Angela Grate, a junior English literature and economic and political science major, is planning on using her opportunity as a summer scholar to analyze the ethics of the United State’s drone use and targeted killings abroad.
Grate said she first learned about this topic during a high school debate about the ethics of targeted killing.
She plans on working with Jonathan Loopstra, assistant professor of history, and Nate Jackson, assistant professor of philosophy.
“I will work on the Middle East countries, the terrorist organizations present, and the targeted killings of the four terrorists I’ve selected and their relationship with the United States,” Grate said.
Jacob Kemery, a junior computer science major, will be creating an iPad app, that will let you present and play back drawings and diagrams during his time as a summer scholar.
“The main research is figuring out how to capture the information coming in from a stylus on the iPad, storing the information, then playing it back in a presentation,” Kemery said.
His academic adviser, David Reed, professor of mathematics, computer science and physics is the one who encouraged him to apply to the program.
Marisa Pesa, a junior professional writing and history major, is expanding her English 211 paper on David Foster Wallce’s “Infinite Jest,” for her summer scholars program.
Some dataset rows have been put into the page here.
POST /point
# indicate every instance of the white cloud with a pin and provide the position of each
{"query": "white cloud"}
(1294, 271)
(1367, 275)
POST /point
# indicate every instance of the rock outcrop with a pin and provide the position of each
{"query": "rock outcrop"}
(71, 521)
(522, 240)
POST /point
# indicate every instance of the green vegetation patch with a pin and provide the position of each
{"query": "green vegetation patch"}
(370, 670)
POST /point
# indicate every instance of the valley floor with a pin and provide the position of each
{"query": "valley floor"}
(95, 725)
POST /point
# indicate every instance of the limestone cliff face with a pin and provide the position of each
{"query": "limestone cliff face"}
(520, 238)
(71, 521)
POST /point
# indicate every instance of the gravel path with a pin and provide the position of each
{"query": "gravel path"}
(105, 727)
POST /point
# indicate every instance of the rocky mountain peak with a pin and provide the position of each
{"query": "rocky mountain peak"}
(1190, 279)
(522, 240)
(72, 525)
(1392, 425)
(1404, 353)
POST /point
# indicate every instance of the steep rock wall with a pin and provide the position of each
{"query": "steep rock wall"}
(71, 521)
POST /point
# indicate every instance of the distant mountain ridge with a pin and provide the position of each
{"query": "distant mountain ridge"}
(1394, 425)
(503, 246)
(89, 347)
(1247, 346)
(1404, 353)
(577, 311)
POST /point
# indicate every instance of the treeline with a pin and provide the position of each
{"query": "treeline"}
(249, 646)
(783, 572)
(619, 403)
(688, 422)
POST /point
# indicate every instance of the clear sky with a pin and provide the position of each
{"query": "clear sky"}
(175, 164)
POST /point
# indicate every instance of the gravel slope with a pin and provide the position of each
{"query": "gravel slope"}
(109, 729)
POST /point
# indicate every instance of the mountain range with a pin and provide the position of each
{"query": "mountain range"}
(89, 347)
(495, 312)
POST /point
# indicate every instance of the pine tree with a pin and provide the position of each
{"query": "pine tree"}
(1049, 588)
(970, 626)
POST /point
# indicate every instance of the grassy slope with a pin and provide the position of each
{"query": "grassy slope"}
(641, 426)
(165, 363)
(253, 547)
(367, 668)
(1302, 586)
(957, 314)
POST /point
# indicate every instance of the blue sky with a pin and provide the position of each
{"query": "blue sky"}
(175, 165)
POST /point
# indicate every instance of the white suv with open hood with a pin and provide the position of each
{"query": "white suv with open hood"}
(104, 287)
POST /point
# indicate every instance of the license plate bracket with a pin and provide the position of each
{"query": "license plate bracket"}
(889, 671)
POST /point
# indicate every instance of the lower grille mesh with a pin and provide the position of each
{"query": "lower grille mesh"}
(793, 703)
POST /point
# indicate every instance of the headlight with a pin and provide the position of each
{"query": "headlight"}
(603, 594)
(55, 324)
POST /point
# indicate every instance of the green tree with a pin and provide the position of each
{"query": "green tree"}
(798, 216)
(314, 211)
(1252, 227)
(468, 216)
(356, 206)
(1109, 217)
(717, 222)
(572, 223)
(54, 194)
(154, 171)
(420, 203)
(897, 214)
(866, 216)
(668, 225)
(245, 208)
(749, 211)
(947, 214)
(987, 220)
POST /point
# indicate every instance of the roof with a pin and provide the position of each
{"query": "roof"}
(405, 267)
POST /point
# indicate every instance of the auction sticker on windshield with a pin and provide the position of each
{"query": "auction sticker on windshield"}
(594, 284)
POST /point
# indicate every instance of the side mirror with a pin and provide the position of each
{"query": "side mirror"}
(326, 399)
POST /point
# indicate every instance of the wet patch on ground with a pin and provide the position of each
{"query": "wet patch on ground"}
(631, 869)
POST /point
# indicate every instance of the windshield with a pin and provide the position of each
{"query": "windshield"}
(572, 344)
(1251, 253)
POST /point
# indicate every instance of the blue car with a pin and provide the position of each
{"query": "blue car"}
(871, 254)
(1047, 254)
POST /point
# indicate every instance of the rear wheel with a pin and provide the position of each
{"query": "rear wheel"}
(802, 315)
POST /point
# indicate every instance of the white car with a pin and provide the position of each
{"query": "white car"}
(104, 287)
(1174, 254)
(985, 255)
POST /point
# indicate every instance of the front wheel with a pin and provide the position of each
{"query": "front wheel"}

She will be working Kevin Griffith as her adviser.
Her work will be analyzing “Infinite Jest” alongside analysis of Gertrude Stine’s “Tender Buttons” and T.S. Elliot’s “The
Wasteland.”
“I’ll be analyzing the text looking through thing theory, environmental theory, and trying to understand how subject-object relationships change over a course of time,” Pesa said.
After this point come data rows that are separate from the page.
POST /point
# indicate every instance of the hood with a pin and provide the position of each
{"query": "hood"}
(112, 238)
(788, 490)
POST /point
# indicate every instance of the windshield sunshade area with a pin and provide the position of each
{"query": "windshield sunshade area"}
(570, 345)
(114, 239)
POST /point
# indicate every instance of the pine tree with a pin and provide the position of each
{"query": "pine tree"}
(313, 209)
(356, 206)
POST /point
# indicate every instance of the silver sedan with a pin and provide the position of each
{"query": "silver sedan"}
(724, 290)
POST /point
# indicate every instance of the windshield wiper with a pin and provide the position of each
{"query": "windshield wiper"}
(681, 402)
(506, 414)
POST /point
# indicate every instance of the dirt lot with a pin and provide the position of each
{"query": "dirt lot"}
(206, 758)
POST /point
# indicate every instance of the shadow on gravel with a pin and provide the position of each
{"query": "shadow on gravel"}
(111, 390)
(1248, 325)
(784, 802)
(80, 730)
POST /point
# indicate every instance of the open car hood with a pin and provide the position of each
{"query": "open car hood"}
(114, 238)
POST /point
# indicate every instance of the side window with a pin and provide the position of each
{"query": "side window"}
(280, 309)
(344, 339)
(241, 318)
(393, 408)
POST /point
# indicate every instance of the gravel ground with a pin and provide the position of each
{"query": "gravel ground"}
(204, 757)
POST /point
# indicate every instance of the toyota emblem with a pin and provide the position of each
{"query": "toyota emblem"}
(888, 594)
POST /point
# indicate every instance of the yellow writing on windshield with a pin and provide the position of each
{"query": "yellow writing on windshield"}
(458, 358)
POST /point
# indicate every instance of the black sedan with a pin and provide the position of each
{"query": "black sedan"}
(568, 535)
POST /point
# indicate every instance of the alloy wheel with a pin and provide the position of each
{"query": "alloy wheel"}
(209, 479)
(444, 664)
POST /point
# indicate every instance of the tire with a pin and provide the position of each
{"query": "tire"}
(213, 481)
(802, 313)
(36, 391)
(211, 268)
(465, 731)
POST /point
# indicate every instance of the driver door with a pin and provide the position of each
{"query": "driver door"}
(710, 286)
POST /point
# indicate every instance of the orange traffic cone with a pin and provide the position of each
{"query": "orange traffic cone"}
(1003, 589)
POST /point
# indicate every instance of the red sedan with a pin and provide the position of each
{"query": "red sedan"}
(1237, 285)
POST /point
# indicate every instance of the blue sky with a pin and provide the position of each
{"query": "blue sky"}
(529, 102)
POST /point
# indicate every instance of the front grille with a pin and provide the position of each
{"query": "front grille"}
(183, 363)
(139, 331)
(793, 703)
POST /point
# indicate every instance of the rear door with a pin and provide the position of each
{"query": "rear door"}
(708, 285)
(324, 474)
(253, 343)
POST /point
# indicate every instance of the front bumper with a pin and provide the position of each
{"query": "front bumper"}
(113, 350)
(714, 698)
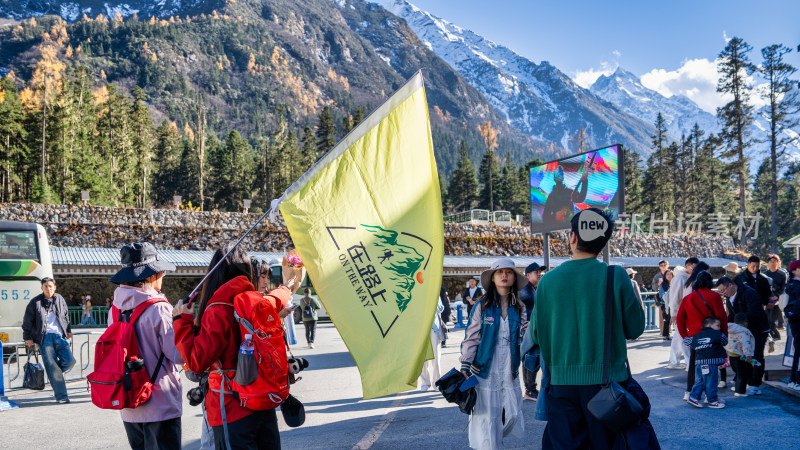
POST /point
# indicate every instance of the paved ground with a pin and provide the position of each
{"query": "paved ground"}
(337, 417)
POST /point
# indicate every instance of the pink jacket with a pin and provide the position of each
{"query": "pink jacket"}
(155, 335)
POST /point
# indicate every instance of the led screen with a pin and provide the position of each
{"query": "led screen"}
(561, 188)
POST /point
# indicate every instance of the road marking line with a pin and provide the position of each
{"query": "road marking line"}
(375, 433)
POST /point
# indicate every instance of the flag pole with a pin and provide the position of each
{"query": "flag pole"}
(190, 298)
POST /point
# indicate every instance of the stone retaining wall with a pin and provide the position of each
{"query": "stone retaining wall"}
(79, 226)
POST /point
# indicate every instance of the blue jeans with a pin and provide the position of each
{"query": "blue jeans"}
(57, 359)
(707, 383)
(88, 320)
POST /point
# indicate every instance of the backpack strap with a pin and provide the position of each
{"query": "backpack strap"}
(143, 306)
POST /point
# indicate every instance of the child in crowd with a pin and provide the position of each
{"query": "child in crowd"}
(708, 345)
(741, 346)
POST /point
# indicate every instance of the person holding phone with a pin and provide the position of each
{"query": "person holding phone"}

Marcie Blandford, sophomore creative writing and French major, will use her time this summer to visit asylums in Ohio, Indiana, and Illinois and write horror stories. Blandford will be working with Griffith.
After getting into writing horror fiction last semester, she submitted a proposal to write a horror fiction genre book about fictional characters in actual Midwestern asylums.
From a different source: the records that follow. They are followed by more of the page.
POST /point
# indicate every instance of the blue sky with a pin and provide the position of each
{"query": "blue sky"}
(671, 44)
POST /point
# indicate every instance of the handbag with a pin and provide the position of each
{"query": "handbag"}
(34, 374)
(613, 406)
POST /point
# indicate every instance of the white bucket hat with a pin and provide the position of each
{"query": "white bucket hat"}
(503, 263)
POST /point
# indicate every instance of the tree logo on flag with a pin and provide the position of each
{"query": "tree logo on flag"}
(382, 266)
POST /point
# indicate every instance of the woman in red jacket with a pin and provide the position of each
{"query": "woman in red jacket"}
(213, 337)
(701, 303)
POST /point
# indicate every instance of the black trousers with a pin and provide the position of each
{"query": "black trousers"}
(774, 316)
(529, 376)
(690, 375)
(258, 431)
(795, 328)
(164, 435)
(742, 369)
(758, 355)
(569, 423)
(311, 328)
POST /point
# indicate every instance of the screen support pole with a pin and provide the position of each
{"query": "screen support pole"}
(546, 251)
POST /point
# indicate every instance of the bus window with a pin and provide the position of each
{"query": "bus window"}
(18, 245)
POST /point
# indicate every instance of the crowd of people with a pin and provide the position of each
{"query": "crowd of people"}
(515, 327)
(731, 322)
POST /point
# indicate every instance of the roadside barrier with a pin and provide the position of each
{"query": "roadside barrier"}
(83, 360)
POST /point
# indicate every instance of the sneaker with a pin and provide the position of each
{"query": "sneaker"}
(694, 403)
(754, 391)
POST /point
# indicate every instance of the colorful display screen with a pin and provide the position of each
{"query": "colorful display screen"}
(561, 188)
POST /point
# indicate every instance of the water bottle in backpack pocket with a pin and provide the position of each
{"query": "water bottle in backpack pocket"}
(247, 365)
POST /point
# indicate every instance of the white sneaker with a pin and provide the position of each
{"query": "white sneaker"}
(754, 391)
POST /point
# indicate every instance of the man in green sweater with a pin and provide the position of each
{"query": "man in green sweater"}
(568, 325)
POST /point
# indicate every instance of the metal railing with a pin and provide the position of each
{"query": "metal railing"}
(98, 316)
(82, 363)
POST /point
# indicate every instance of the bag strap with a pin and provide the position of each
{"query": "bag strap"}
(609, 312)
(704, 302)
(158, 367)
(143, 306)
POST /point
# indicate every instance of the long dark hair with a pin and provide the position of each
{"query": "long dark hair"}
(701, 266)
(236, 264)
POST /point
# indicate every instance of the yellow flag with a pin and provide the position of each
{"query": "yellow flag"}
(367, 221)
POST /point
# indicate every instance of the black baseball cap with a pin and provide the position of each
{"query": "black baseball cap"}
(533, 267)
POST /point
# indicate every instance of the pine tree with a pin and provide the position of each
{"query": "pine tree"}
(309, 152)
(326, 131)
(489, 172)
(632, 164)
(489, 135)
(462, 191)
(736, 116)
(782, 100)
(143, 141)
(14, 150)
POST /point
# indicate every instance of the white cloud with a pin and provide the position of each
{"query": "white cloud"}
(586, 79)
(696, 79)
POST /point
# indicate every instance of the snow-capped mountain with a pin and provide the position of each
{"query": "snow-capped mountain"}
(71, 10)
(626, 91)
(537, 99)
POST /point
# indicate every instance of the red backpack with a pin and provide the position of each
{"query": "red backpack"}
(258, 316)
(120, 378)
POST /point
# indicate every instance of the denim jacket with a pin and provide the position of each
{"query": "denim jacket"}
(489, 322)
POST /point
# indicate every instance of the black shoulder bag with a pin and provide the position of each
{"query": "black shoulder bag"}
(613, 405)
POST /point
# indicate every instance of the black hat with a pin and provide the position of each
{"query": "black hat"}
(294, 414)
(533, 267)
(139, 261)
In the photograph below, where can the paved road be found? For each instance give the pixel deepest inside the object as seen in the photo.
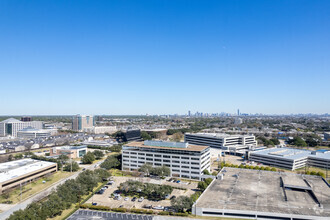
(39, 196)
(99, 215)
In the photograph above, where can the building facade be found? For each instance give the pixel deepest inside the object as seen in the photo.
(11, 126)
(101, 129)
(18, 172)
(71, 151)
(30, 133)
(237, 144)
(81, 122)
(290, 158)
(184, 160)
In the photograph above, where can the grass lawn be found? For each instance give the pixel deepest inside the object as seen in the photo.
(73, 206)
(35, 187)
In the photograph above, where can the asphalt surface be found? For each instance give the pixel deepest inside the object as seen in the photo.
(82, 214)
(40, 195)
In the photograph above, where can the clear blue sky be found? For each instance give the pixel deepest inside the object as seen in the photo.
(156, 57)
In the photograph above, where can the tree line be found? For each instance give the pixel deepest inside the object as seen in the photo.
(71, 192)
(148, 190)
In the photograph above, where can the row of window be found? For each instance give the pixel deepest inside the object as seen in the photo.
(159, 155)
“It means a lot to me,” Blandford said. “It’s really hard during school to find time to write your own stuff, so this is like me sitting down for the whole summer getting to write about things I find interesting.”
Jessica Berchtold, a sophomore English literature, professional writing, and creative writing major, will also be spending her summer contemplating David Foster Wallace’s “Infinite Jest.”
She is expanding on a nine page paper she wrote for her 211 class in which she is trying to give the book a purpose. Griffith will be her adviser for this project.
“Lots of people say, ‘It’s this great book, but what does it actually mean?’ So I was trying to find a way to give it meaning,” Berchtold said.
Griffith, who teaches the critical writing course, considered this new way of reading the book fairly radical and encouraged her to join the program.